# An easy inequality from Nordic mathematical contests !?

Reference: Nordic Mathematical Contest, 1987-2009, R. Todev.

Question:

Let a, b, and c be real numbers different from 0  and $a \geq b \geq c$. Prove that inequality

$\frac{a^{3}-c^{3}}{3} \geq abc(\frac{a-b}{c} + \frac{b-c}{a})$

holds. When does the equality hold?

Proof:

We know that a, b and c are real, distinct and also non-zero and also that $a \geq b \geq c$.

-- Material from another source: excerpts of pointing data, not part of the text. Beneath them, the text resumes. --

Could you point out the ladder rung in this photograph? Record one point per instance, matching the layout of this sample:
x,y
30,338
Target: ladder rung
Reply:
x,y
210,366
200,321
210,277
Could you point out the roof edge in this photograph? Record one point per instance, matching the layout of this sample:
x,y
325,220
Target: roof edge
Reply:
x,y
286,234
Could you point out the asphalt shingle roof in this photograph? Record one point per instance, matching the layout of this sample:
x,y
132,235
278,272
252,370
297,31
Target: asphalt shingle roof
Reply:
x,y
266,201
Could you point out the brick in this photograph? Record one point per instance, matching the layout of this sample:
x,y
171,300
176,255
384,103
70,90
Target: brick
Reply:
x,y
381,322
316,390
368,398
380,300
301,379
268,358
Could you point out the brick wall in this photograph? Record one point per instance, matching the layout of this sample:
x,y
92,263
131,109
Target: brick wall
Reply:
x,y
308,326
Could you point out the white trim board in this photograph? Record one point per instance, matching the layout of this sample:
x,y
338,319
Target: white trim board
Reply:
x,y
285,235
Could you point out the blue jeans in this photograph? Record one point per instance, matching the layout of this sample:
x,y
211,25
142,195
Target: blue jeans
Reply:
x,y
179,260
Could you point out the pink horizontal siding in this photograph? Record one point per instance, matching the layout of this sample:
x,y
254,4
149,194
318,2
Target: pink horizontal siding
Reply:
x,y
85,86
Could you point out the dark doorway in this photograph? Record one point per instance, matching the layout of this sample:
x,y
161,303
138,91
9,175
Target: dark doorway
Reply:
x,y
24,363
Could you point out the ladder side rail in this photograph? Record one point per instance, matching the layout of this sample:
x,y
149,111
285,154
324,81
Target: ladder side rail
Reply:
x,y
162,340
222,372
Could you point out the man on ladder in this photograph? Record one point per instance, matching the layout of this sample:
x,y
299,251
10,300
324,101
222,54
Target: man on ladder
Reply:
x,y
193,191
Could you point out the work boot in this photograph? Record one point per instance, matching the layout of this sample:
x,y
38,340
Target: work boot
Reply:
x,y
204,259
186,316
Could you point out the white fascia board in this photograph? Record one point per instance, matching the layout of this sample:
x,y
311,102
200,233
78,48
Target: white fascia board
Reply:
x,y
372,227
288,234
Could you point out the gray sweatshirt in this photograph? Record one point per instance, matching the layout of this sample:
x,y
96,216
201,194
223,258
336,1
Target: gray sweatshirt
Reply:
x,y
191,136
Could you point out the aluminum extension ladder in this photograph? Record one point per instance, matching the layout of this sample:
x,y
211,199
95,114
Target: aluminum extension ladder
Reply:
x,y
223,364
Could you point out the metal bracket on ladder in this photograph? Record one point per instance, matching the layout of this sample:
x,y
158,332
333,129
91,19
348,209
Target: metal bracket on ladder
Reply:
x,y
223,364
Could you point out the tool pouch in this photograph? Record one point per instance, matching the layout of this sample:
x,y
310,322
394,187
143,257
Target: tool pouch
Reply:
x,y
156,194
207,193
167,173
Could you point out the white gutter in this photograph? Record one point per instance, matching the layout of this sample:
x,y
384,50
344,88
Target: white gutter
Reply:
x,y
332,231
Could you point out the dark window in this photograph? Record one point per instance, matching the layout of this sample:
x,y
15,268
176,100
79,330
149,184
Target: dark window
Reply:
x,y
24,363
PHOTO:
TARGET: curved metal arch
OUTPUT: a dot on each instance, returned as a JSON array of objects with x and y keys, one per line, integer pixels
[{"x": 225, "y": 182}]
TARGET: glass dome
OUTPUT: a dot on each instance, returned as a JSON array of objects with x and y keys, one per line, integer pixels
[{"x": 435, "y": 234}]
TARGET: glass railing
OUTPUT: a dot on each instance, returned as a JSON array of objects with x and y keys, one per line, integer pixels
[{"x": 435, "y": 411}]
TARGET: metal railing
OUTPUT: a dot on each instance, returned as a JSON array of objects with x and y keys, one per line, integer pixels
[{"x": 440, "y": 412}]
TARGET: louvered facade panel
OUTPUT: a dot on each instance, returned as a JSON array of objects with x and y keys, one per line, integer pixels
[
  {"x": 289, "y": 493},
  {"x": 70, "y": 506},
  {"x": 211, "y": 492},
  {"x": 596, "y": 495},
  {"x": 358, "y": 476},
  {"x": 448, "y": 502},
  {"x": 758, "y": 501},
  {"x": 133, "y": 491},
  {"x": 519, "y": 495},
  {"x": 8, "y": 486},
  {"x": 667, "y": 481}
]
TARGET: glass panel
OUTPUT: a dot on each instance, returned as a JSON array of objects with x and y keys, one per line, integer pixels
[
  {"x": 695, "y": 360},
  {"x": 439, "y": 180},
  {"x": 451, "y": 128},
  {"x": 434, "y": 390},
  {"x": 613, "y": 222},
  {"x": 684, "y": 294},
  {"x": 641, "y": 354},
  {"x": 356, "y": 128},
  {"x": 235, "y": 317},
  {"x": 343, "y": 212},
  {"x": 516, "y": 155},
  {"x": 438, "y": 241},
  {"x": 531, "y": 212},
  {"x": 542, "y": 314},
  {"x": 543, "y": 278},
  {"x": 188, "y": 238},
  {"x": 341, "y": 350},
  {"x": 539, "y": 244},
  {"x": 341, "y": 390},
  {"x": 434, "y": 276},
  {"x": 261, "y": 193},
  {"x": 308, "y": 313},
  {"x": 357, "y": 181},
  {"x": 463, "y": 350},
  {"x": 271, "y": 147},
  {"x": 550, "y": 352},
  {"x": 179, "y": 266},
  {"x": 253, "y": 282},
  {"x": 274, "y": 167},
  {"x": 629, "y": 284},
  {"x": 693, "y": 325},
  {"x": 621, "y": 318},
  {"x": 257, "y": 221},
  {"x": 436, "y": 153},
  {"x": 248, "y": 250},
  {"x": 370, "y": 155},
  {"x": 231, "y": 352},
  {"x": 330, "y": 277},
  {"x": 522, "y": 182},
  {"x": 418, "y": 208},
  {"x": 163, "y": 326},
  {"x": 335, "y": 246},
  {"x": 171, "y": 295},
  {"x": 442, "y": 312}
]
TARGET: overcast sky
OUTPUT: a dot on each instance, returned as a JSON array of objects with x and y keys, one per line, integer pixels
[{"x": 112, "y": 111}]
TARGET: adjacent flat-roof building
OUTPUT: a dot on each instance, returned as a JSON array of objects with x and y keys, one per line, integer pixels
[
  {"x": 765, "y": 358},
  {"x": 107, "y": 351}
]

Hence, $c-b \leq 0 \leq a-b$, we have $(a-b)^{3}\geq (c-b)^{3}$, or

$a^{3}-3a^{a}b+3ab^{2}-b^{3} \geq c^{3}-3bc^{2}+3b^{2}c-b^{3}$

On simplifying this, we immediately have

$\frac{1}{3}{(a^{3}-c^{3})} \geq a^{2}b-ab^{2}+b^{2}c-bc^{2}=abc(\frac{a-b}{c}+\frac{b-c}{a})$.

A sufficient condition for equality is $a=c$. If $a>c$, then $(a-b)^{3}>(c-b)^{3}$. which makes the proved inequality a strict one. So, $a=c$ is a necessary condition for equality too.

-Nalin Pithwa.